Bundled payments for breast cancer screening feasible, study says

As adoption of bundled payments grows, researchers are exploring the model's feasibility in breast cancer screening episodes, especially given widespread use of new technologies in addition to mammography.  

In a study published Jan. 22 in the Journal of the American College of Radiology, researchers examined four-year data for 59,094 screening episodes from two large academic health system facilities. Study authors aimed to see how greater use of new technologies like digital breast tomosynthesis affected prices.

When digital breast tomosynthesis was excluded from the study, Medicare prices for traditional breast imaging 364 days downstream to screening mammography were similar before [$182.86 in 2013] and after digital breast tomosynthesis implementation [$182.68 in 2015].

When digital breast tomosynthesis was added, the bundled price increased by $53.16. However, the addition was linked with significantly reduced recall rates. Whether or not digital breast tomosynthesis was included, bundled payment prices for breast cancer screening remained sensitive to services included in the bundle, but did not vary much by patient age, race or insurance plan.

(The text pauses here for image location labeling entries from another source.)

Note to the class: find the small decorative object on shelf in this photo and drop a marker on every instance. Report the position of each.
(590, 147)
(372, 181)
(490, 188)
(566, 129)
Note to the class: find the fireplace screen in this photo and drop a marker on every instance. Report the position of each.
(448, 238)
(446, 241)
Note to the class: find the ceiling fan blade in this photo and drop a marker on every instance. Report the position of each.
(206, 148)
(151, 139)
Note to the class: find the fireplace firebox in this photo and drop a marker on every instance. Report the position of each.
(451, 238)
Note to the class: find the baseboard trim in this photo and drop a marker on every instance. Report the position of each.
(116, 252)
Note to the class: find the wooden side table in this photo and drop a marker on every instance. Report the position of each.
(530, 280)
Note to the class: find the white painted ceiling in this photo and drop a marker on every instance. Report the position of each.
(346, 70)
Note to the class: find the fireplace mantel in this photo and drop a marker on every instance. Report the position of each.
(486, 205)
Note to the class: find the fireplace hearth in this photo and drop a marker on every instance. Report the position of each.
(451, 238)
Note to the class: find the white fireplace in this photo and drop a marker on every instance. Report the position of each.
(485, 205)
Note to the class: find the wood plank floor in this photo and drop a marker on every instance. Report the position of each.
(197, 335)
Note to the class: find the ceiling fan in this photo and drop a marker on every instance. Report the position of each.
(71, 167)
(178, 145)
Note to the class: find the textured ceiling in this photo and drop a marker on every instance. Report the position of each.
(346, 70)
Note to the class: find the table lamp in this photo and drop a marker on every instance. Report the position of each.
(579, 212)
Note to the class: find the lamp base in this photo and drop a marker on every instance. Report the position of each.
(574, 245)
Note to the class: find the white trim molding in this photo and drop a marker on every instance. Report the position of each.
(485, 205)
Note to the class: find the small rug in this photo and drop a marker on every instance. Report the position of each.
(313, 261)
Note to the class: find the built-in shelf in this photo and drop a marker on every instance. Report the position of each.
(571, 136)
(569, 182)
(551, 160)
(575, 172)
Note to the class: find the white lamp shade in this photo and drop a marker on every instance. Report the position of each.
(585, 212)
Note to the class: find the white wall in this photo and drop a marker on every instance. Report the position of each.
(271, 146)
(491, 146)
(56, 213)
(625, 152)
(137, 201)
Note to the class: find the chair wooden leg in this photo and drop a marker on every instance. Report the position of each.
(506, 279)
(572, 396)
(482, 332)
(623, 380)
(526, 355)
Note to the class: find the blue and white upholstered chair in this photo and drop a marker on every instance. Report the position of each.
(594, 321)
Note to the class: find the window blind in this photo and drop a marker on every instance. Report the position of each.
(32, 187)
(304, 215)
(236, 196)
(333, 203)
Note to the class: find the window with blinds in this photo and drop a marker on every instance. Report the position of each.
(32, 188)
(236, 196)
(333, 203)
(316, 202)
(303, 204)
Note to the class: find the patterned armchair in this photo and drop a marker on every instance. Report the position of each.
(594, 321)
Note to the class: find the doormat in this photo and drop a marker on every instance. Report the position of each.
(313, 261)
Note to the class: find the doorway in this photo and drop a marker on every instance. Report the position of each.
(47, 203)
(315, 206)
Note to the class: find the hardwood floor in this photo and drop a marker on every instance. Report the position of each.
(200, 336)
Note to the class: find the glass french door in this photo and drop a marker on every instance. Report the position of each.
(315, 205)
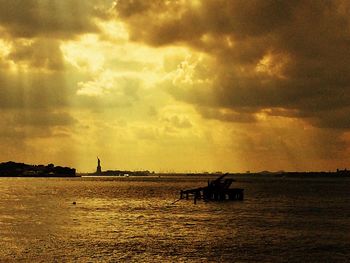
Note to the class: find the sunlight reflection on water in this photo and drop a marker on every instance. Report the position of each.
(132, 219)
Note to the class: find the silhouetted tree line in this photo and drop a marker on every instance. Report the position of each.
(14, 169)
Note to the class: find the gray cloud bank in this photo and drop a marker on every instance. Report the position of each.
(287, 58)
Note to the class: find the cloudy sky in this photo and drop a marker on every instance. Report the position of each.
(176, 85)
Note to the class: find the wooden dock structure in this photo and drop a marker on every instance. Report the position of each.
(217, 190)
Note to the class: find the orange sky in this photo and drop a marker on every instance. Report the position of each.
(176, 85)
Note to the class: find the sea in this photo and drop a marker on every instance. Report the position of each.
(138, 219)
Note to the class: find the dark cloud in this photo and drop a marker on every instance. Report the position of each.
(283, 56)
(54, 18)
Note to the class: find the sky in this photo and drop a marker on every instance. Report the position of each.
(176, 85)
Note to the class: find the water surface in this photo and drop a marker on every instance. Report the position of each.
(133, 220)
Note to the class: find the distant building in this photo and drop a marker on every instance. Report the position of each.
(98, 169)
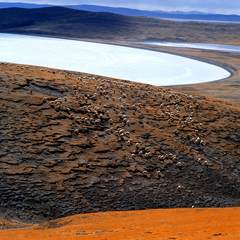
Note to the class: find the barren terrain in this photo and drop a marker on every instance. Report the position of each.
(73, 143)
(174, 224)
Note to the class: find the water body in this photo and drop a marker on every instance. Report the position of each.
(132, 64)
(204, 46)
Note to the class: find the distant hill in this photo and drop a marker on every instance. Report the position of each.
(159, 14)
(67, 22)
(21, 5)
(177, 15)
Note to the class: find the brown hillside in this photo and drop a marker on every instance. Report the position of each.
(174, 224)
(73, 143)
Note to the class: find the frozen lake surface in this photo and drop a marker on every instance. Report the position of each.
(205, 46)
(107, 60)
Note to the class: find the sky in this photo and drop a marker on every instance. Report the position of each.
(216, 6)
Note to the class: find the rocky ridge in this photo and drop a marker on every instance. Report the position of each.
(73, 143)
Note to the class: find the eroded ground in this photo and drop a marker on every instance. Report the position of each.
(181, 224)
(73, 143)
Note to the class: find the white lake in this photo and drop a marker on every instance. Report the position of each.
(204, 46)
(107, 60)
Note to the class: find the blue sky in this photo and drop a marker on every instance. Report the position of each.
(223, 6)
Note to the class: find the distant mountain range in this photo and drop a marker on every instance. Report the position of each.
(160, 14)
(79, 24)
(22, 5)
(188, 16)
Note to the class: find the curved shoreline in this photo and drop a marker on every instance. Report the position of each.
(139, 46)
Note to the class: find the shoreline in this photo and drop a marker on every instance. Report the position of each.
(140, 46)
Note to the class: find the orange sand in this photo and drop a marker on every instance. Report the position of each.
(184, 224)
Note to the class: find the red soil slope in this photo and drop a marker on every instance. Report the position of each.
(181, 224)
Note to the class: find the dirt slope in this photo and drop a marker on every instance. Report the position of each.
(73, 143)
(184, 224)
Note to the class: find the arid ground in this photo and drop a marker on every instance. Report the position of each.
(181, 224)
(73, 143)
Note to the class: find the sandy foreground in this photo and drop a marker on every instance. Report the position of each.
(178, 224)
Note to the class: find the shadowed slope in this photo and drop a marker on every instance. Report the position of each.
(73, 143)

"Prior non-DBT approaches to bundled payment models for breast cancer screening remain viable as DBT becomes the standard of care, with bundle prices varying little by patient age, race, or insurance status," the study authors concluded. "Higher DBT-inclusive bundled prices, however, highlight the need to explore societal costs more broadly [eg, reduced time away from work from fewer recalls] as bundled payment models evolve."